To use my Server Restarts defined event, I simply clicked the Find Event button in the Event Analyst GUI, and a box appeared that listed Server Restarts and other events I had defined. I selected Server Restarts, and Event Analyst quickly highlighted the first matched entry in the open log file. I clicked Find Next Event to parse the next instance of the defined event from the file. The Define Events feature is great for retrieving information quickly—even from large log files.
Event Analyst also offers extensive and powerful filtering capabilities that pull information from log files. Creating filters is easy: I clicked the Define Filters button in the Event Analyst GUI, then set filtering options, which mirror Event Viewer’s capabilities for filtering by date, source, event ID, and type (e.g., Information, Warning, Success Audit), as Figure 4 shows.
Events in event logs include Description fields. The Description filter lets you enter keywords and search for event descriptions that contain those words. I’ve desired such a troubleshooting function in the past when searching for clues to difficult problems. I used the Description field to filter out events that pertained to a specific media access control (MAC) address.
After you apply a filter or search for defined events, you can then export the retrieved information in database, text, or HTML report formats. Filtering can be especially useful for creating long-term system analysis reports. I also found Event Analyst’s predefined reports useful, with the only downside being that Event Analyst processes these reports only to a printer and can’t export them to a file. According to the vendor, a later release will include export functions for predefined reports.
Dorian Software Delivers
I reviewed an early version of Event Archiver more than two years ago (see "Event Archiver Professional 2.0," http://www.win2000mag.com, InstantDoc ID 4766) and found it well designed for gathering and storing Event Viewer files but lacking in enterprise functionality. Dorian Software had promised to create an enterprise version with functionality for configuring and managing the event logs in a network with a large number of systems; Event Archiver 3.2.25 delivers on that promise in a big way. The product offers capabilities―such as centralized log-file storage, configurable archival parameters for remote systems, and the ability to append event logs to a database so that you can track systems’ long-term event histories―that are much-needed by administrators. Event Archiver is a great product for managing multiple Win2K and NT systems’ event logs.
Although Event Archiver’s companion product is new, Event Analyst has a lot going for it. The product’s clean GUI is easy to navigate, and the useful searching and filtering functions are easy to configure. Those who want to minimize paper consumption (myself included) will find the fact that Event Analyst can only print and not export preconfigured summary reports a minor shortcoming. However, this limitation didn’t greatly detract from the overall good impression that Event Analyst made on me. Event Analyst isn’t a required add-on to Event Archiver, but Event Analyst certainly simplifies and enhances event-log processing reporting.

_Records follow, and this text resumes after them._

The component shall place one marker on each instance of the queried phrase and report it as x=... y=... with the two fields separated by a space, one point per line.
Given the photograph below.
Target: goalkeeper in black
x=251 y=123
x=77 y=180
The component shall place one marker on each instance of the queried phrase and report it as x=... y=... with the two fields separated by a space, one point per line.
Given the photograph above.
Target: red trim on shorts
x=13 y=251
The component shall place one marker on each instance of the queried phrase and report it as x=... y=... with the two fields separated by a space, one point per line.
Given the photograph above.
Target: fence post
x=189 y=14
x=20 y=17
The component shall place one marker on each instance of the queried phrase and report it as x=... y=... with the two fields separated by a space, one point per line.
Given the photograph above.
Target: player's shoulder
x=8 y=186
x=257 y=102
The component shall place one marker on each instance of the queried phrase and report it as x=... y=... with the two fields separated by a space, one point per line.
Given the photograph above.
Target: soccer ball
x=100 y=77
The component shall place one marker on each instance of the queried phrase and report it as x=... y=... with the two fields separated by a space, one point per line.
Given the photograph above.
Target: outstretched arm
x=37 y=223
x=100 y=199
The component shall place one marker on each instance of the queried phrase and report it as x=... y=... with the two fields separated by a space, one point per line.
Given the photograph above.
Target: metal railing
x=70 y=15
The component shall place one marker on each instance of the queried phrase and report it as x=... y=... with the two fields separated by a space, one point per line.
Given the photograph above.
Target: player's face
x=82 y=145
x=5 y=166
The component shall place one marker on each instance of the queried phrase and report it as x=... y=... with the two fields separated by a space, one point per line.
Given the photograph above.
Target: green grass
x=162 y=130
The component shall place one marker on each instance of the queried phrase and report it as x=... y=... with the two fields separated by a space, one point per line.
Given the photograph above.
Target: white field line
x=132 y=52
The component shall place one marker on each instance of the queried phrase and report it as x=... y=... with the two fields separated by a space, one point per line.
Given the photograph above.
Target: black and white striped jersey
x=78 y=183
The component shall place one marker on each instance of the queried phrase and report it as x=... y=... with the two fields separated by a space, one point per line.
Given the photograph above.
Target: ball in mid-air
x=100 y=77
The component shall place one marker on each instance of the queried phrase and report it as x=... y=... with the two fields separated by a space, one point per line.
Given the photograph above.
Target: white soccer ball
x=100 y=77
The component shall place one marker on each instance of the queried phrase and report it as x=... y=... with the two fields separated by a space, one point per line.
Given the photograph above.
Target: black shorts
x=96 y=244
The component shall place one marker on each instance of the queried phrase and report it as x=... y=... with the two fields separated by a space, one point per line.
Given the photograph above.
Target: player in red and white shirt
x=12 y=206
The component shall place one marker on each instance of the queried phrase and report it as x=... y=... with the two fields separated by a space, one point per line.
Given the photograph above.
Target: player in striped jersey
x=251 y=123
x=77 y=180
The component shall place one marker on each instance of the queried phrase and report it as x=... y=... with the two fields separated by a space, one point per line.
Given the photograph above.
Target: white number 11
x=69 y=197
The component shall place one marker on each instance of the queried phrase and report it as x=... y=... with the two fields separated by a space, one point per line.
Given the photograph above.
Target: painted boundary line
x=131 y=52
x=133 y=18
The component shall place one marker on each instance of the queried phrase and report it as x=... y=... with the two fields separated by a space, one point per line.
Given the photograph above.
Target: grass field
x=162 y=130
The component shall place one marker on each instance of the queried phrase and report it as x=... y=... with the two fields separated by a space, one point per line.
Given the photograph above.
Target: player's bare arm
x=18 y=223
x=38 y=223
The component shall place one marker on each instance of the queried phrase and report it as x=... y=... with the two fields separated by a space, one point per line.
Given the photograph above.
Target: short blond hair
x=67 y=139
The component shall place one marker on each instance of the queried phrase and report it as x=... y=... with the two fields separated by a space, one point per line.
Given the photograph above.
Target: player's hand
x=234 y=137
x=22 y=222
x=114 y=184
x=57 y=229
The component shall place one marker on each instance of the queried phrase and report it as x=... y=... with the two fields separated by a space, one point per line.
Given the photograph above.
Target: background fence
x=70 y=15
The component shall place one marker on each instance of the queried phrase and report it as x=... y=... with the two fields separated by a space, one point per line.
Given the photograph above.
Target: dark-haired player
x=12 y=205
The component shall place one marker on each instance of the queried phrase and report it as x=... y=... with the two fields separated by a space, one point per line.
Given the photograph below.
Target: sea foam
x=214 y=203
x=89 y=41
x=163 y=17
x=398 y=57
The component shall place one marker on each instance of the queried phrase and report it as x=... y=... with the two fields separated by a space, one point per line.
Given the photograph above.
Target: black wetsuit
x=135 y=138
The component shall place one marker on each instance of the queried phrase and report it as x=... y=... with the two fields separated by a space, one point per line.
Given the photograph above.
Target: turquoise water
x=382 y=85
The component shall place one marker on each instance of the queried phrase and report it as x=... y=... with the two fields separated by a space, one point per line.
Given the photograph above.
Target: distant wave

Although you can use the products to archive and analyze event logs from each Win2K and NT system on your network, you probably can’t afford that many licenses; the products’ are pretty pricey when compared with some competing products. I recommend implementing both products, but I also recommend using them on only your network’s most crucial servers and workstations. The products’ unique features, such as Event Archiver’s ability to export to a database, help justify the cost.